Termina o mês do folclore

Augusto Fidelis

 

Atché!!! Credo em cruz três vezes! Êta gripe danada, meu Deus! Também, com essa poluição toda. Leca... ô Leca! Ah! Está brincando na terra, já sujou a roupa, agora sobra para a escrava. Larga isso aí, menina, vá à casa da comadre Cenira e diga a ela que me mande um punhado de folha de alfavaca, para eu fazer uma gemada. Hoje é meu dia de reinar na festa de Nossa Senhora do Rosário e São Benedito e, se eu continuar assim, não vou ter ânimo para servir o almoço. Candeia que vai adiante é que alumia, Leca, vá lá agora, custosa!

Minha mãe sempre dizia que “casá num presta não. Eu quis experimentá e dei com a cara no chão”. Não sei como eu ainda tenho disposição para cantar, com este corpo ruim, esta voz rouca mais parecida com a de uma cadela engasgada. Aprendi com a minha mãe. Quando ela estava triste, aí é que ela cantava mesmo, como uma cigarra. Acho que herdei o destino dela. Meu pai não levava as coisas muito a sério e deixava toda a responsabilidade nas costas da mulher. O Celinho faz o mesmo comigo.

Tem coco de coqueiro, e tem coco de viola. Um tem água na cabeça, e o outro, verso na cachola. O bom lenhador sabe em que mato lenha, mas a gente, quando é jovem, não pensa bem as coisas. Eu poderia estar solteira, feliz, sem tanto drama. Mas é aquele negócio: quem nunca comeu melado, quando come se lambuza, e como me lambuzei! Coração dos outros é terra que ninguém vai! Eu, por exemplo, invejo a comadre Cenira. Ela está casada há 50 anos e ainda hoje o compadre Ricardo abre a porta do carro para ela. É o maior dengo, gente. Precisa ver!

Tirando a causa, cessa o efeito.

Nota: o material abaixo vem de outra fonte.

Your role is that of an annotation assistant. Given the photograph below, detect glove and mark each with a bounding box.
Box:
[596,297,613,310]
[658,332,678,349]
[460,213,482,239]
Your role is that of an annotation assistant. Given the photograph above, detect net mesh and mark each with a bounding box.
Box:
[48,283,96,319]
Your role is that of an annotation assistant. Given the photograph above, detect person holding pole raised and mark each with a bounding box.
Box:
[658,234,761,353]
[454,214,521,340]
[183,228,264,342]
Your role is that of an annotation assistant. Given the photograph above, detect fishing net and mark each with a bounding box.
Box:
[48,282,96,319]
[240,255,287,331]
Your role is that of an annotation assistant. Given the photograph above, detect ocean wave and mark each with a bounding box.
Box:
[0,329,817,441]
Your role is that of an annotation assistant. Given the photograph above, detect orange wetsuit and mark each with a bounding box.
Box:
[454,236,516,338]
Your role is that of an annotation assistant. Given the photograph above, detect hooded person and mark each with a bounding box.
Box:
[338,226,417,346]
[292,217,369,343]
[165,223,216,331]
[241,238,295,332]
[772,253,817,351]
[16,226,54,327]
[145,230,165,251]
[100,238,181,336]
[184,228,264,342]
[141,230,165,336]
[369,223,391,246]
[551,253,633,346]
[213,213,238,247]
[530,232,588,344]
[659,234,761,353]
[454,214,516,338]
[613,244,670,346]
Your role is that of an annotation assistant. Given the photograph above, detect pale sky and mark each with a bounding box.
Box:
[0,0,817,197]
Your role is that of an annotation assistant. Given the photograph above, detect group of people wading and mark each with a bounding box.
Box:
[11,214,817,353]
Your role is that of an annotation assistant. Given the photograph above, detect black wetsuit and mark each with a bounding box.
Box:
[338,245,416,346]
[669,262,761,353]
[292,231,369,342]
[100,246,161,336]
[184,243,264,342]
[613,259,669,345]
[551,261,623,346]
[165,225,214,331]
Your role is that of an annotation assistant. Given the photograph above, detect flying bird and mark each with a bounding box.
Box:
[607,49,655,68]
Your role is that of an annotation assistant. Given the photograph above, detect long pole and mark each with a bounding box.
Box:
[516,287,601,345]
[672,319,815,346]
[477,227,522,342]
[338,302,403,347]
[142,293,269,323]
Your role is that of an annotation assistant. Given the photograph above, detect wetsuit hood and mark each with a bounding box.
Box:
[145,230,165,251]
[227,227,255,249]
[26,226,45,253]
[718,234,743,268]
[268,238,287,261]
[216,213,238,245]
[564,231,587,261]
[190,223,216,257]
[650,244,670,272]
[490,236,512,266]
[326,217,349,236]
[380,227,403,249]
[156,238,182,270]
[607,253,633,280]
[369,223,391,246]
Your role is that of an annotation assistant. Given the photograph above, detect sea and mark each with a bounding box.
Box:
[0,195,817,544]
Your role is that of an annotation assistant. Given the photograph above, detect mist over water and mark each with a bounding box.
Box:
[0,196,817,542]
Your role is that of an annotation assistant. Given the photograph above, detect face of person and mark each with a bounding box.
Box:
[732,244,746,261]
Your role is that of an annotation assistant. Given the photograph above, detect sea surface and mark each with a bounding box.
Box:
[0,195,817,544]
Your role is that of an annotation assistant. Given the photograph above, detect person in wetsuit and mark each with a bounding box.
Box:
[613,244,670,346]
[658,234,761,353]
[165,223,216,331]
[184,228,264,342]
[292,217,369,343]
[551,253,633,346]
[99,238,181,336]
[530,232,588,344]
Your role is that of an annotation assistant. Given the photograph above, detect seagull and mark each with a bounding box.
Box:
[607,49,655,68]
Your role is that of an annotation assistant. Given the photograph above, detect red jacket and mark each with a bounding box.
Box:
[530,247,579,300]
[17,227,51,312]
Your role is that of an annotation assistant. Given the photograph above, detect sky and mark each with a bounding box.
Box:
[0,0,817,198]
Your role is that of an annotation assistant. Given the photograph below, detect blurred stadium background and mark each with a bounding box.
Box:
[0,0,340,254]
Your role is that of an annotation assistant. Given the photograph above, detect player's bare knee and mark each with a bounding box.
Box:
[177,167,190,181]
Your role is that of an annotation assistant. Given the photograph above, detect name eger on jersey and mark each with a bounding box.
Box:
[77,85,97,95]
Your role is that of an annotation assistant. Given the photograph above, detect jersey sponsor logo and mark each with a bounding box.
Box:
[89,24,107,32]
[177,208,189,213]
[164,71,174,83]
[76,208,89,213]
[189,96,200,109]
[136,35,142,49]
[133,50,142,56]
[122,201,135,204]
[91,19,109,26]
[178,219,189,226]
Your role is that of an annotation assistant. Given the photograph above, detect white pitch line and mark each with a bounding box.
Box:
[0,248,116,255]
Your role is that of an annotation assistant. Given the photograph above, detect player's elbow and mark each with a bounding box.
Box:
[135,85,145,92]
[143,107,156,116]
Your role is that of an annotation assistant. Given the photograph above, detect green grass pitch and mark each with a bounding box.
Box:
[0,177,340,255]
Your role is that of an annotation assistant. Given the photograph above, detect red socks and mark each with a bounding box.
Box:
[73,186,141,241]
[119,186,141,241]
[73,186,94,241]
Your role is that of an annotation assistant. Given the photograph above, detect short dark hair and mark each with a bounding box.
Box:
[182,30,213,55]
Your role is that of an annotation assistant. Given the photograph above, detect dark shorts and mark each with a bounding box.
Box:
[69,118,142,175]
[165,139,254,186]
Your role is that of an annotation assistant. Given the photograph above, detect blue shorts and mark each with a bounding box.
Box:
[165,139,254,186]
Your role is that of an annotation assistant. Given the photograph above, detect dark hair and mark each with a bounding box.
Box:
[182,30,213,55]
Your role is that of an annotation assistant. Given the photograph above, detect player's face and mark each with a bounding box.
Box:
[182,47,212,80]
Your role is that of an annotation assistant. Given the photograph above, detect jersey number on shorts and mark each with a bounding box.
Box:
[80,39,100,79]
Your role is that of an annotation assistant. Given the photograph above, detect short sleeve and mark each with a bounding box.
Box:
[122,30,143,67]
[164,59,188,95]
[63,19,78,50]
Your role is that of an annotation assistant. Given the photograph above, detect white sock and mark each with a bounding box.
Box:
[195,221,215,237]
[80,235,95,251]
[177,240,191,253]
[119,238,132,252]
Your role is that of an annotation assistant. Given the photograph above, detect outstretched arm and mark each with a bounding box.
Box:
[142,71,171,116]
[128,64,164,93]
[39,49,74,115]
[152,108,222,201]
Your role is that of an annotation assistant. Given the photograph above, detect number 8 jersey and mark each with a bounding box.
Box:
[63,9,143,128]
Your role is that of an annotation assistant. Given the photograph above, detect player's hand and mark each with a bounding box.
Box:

Porém, no momento, não tenho muita escolha na vida.  O Celinho não deixa faltar nada em casa, mas está cada vez mais frio e distante. Sabe de uma coisa? Logo mais vou dar uma corrida até a casa da dona Maria Miúda. Eu já vi aquela mulher ali da esquina rezando nas minhas costas. Tudo isso só pode ser mau olhado, inveja, porque as pessoas só veem a cachaça que a gente bebe. Os tombos, não.

Agora a Leca foi e ficou. Deve estar pegando fogo com a molecada que fica na porta da comadre Cenira. A Leca é uma menina boa, mas a gente tem de ficar de ferrão em cima.  Os trabalhos de escola sobre folclore estão ali, por fazer. A biblioteca pública funciona até mais tarde, então o Celinho podia ao menos ajudar a Leca nas pesquisas, mas não se incomoda. No entanto, todas as vezes que me pega falando sozinha, ele diz que estou ficando doida. Vagabundo!